Durante a primeira semana de viagem, Silvio ficou deprimido. Não comia. Não conversava. Não dormia. “Um dia me chamou no canto e falou: não aguento mais, estou querendo comprar uma passagem e ir atrás da sua mãe na Alemanha. Ele não tinha passaporte. Era um domingo à tarde, dia 10 de dezembro. Na segunda pela manhã ligou diretamente para o responsável pela emissão dos passaportes da Polícia Federal de Maringá e implorou por ajuda”.

Por sorte, Silvio conseguiu fazer o passaporte. Comprou a passagem para um dia depois da data que receberia o documento em mãos. Se o papel atrasasse, não poderia ir. Mas deu tudo certo. E lá foi ele para sua primeira viagem internacional. Tudo isso porque não aguentou ficar dez dias longe da esposa. “Ele não falava inglês e nenhuma outra língua. Nunca tinha andado de avião. Se mandou atrás do seu amor”, lembrou Bianca.

Em 2016, Silvio foi convidado a ser procurador do município de Campo Mourão pela então Prefeita Regina Dubay. Mas acabou declinando, em razão do escritório que trabalhava. No mesmo ano, se sentindo confiante e, com muitos clientes, decidiu com a cara e a coragem abrir o próprio escritório. Em 2017, assumiu como advogado da Comunidade dos Municípios da Região de Campo Mourão – COMCAM, onde está até hoje.

O agora advogado, sempre foi um homem simples. Tem gosto apurado por futebol. Em 2018, numa brincadeira, gravou um vídeo que foi parar no Fantástico, da Globo. Ele executava um lance difícil e o nome do quadro era: tá de brincadeira? O vídeo rodou vários grupos de WhatsApp e um deles era de jogadores que atuam na Copa AFIA de futebol amador veterano. “E por coincidência, um amigo do meu pai estava nesse grupo e disse que o conhecia. Pediram então para convida-lo a jogar com eles e disputar a copa em Portugal no ano de 2019. E rapidamente topou”, disse. Viajou para Portugal onde foi escolhido o melhor jogador da primeira rodada e o gol mais bonito. Foi também escolhido para a seleção do campeonato.

Não bastasse todos os obstáculos já enfrentados, em 2020 descobriu um câncer. Passou por uma cirurgia de retirada total da próstata e se livrou da doença. Ele conseguiu dar exemplo e incentivar outras pessoas a se cuidarem.

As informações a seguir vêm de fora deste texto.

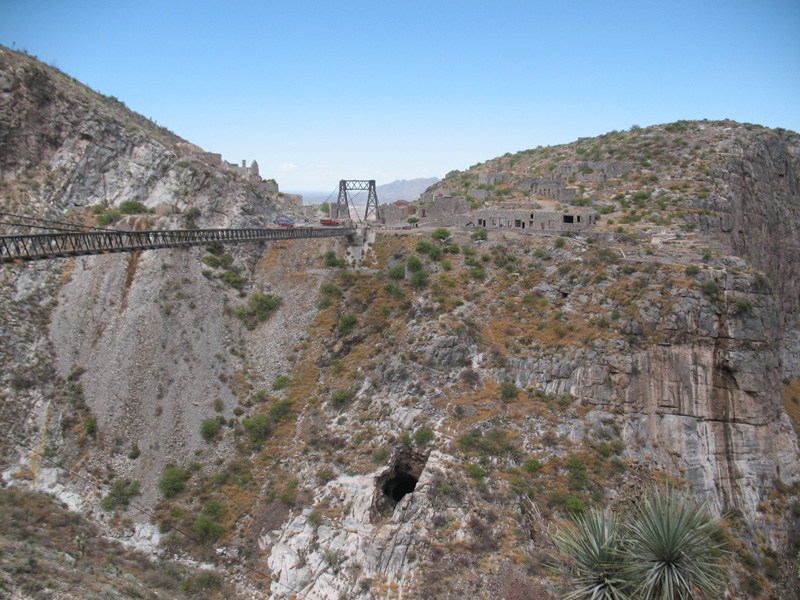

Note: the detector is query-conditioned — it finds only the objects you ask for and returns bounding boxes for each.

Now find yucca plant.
[619,488,725,600]
[554,509,627,600]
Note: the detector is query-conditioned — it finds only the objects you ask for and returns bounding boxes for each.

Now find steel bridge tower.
[336,179,380,222]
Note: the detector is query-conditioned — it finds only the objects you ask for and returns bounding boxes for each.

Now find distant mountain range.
[375,177,439,204]
[290,177,439,204]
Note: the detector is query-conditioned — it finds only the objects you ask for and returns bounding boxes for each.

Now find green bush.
[409,271,428,290]
[389,265,406,279]
[464,463,486,481]
[201,254,222,269]
[206,242,225,256]
[234,290,282,331]
[406,256,422,273]
[278,477,299,506]
[217,270,247,292]
[200,417,222,441]
[192,515,225,542]
[414,425,436,448]
[267,398,292,422]
[324,250,347,268]
[331,388,356,410]
[97,210,122,227]
[242,413,272,445]
[522,458,542,474]
[100,479,141,510]
[119,200,147,215]
[337,313,358,335]
[500,379,519,400]
[470,226,489,240]
[700,279,722,300]
[158,463,190,498]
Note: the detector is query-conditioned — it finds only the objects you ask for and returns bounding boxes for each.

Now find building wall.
[457,208,595,233]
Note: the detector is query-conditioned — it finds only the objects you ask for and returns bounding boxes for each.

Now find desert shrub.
[97,210,122,227]
[324,250,347,268]
[267,398,292,422]
[414,425,436,448]
[464,463,486,481]
[389,265,406,279]
[185,569,222,591]
[406,256,422,273]
[200,417,222,441]
[470,226,489,240]
[119,200,147,215]
[234,290,283,331]
[100,479,141,510]
[700,279,722,300]
[331,388,356,410]
[522,458,542,474]
[242,413,272,445]
[192,515,225,542]
[278,477,299,506]
[217,270,247,291]
[201,254,222,269]
[158,463,190,498]
[500,379,519,400]
[337,313,358,335]
[409,271,428,290]
[372,446,389,463]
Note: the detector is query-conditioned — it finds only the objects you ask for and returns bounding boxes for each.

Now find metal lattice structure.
[0,227,356,263]
[336,179,380,221]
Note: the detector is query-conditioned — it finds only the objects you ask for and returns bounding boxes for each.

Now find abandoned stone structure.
[419,187,455,203]
[467,188,489,200]
[531,177,578,202]
[222,160,261,183]
[478,173,511,185]
[416,196,472,226]
[380,200,414,225]
[457,208,595,233]
[554,160,633,183]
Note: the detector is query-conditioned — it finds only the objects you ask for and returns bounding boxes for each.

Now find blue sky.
[0,0,800,192]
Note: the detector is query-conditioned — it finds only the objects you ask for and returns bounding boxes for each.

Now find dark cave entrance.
[373,447,428,517]
[383,473,418,502]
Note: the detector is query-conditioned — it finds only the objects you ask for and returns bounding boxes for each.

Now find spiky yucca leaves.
[619,488,725,600]
[555,509,627,600]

De certo modo, ensinar a quebrar tabus de “machões à moda antiga”. Este ano também teve COVID. Continua vivo. “Hoje, somos uma família feliz. Fomos ensinadas a acreditar que quando chegamos no fundo do poço, é ali que Deus age. E é nesse momento que as coisas começam a melhorar”, revela Bianca.

Segundo ela, Silvio sempre disse: “Tudo acontece por uma razão. Se aconteceu, foi porque Deus quis. E se Deus quis, é porque é bom. Na vida dele sempre foi assim. Sempre confiou cegamente em Deus que o guiou em todos os momentos e nos ensinou a enxergar as coisas assim também. Hoje não tenho medo de nada, porque sei que Deus está no controle, porque meu pai me ensinou assim”.

Bianca revela um sentimento de intensa satisfação em ter em Sílvio, a figura de pai. “Ele sempre foi super protetor. Rigoroso também, com muitas regrinhas. Mas acima de tudo, continua sendo carinhoso, amoroso e participativo”, afirma. Para ela, ele buscou ser um marido muito bom para que servisse de exemplo às filhas. “Ele quis ser exemplo. Principalmente para quando, nós escolhêssemos nossos maridos, que não aceitássemos menos do que ele fez”. De certa forma, nem todo mundo pode ter orgulho do próprio pai. Mas este, definitivamente, não é o caso de Bianca e Bruna.